Down in the lobby, Magic Johnson and Rob Pelinka of the Lakers chatted with familiar faces. Agents held court with other agents, Clippers coach Doc Rivers talked with some journalists and a couple dozen people were outside with their phones ready to snap pictures of whoever was walking in next.
But upstairs, high above the bustle and din of Chicago's Magnificent Mile, the real action was happening.
There were probably about 300 interviews conducted over two days in the Windy City during the draft combine. Those chats — more than perhaps the basketball that was played that week — give teams their best insight into a prospect and help decision-makers determine which players will merit multi-million-dollar investments at Thursday's NBA draft. The Associated Press was granted access to one of the sessions.
The 25-minute meeting was held in a room that had its usual furniture — bed, television, dressers — cleared out for two couches and a table with eight chairs.
"Relax, man," the coach said to the player, an early entry candidate, as he sat down. "We're just trying to get to know you."

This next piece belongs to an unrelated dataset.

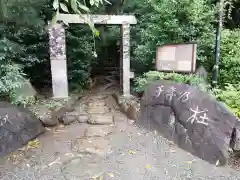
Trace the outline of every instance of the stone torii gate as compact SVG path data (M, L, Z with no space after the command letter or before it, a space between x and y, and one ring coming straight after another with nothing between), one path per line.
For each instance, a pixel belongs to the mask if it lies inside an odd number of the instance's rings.
M130 71L130 25L136 24L135 16L131 15L91 15L94 24L120 25L121 59L120 59L120 84L123 95L130 96L130 79L134 73ZM58 23L49 28L49 48L52 73L53 98L68 97L66 38L63 23L87 24L88 15L59 14Z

Water was offered, and the chat began.
A couple of people were taking handwritten notes, the focus clear by the fact that no one is checking their phones, and the interview was more of a conversation than an interrogation. There was an order to things, with five team staffers asking the bulk of the questions, each getting roughly the same amount of time to play their respective role.
"What would your family tell us about you?"

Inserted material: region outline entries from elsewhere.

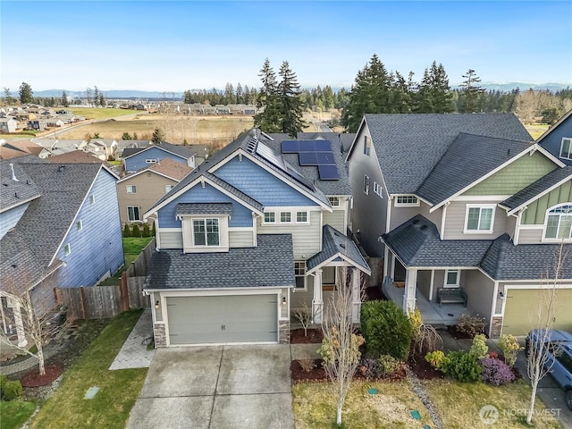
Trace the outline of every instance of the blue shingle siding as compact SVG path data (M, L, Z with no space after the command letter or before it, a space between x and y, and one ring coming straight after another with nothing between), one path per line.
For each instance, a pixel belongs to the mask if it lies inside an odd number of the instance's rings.
M29 203L22 204L17 207L0 214L0 239L4 237L11 228L16 226L18 221L24 214Z
M238 156L214 172L223 181L265 206L316 206L316 204L246 157Z
M227 195L206 183L205 188L198 184L178 198L159 210L160 228L181 228L181 221L175 219L177 205L180 203L231 203L232 214L229 227L251 227L252 212Z
M90 195L96 198L94 205ZM81 231L76 228L79 220ZM68 243L72 253L66 257ZM92 286L107 271L113 274L123 264L115 179L105 170L99 172L56 257L66 264L60 273L59 287L63 288Z
M156 159L157 161L160 161L164 158L172 159L177 163L181 163L187 165L187 160L182 156L177 156L174 154L170 154L169 152L165 152L164 150L162 150L158 147L151 147L150 149L142 151L125 159L125 170L128 172L136 172L140 168L145 168L151 165L150 164L147 164L145 162L146 159Z

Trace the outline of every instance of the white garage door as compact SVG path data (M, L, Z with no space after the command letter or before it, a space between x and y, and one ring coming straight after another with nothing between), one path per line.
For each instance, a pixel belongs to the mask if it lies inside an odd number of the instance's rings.
M171 344L278 341L277 295L169 297Z
M502 321L502 333L526 335L537 328L537 304L543 301L543 292L538 289L509 289ZM572 289L560 289L557 292L553 329L572 332Z

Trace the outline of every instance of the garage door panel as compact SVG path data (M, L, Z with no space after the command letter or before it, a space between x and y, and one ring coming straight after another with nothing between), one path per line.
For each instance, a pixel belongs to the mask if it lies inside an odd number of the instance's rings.
M507 294L502 333L526 335L531 329L538 326L538 303L543 300L543 294L547 290L512 289ZM553 329L572 332L572 290L561 289L557 291L555 320Z
M169 297L171 344L276 342L276 295Z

"How many cellphones do you have?"
"Is this just about money?"
They asked the player what he thought of his teammates in college, how he deals with teammates that he doesn't like, how he reacts to criticism. One of the interviewers has turned his chair around, another has his feet up on an unused chair and there were even a couple moments of laughter. Almost out of nowhere, there was a very specific question about a block-charge call the player was involved in during a game this past season, and how he reacted to a referee about the call not going his way.
The player slid down in his chair a little bit.
"How'd you even know about that?" he asked, sheepishly.
The time flies by, the interview wraps and the player was due in a few minutes one floor down for another of his seven meetings scheduled throughout the day. Everyone stands, handshakes happen all around, and just like that, it was over. The notebooks close, and the player is walked to the door by the coach who pats him on the back twice while saying "you did great."
The kid stepped into the hall, the door closed, and that was it.
Every team does interviews differently, but for the most part the setup was the same — cleared-out hotel room, about 30 minutes per session, somewhere between five to 10 people in the room to greet the player. By nightfall and the end of the day's meetings, everyone is exhausted.
Shen grad Kevin Huerter, who is leaving Maryland after two seasons and could get selected as early as the middle of the first round, said some teams — San Antonio and Golden State in particular — were more in-depth than some other clubs were with him during the combine interviews.
"Pick one moment in time that describes your personality," Huerter said he was asked during the Warriors meeting. "I thought that was a really good question."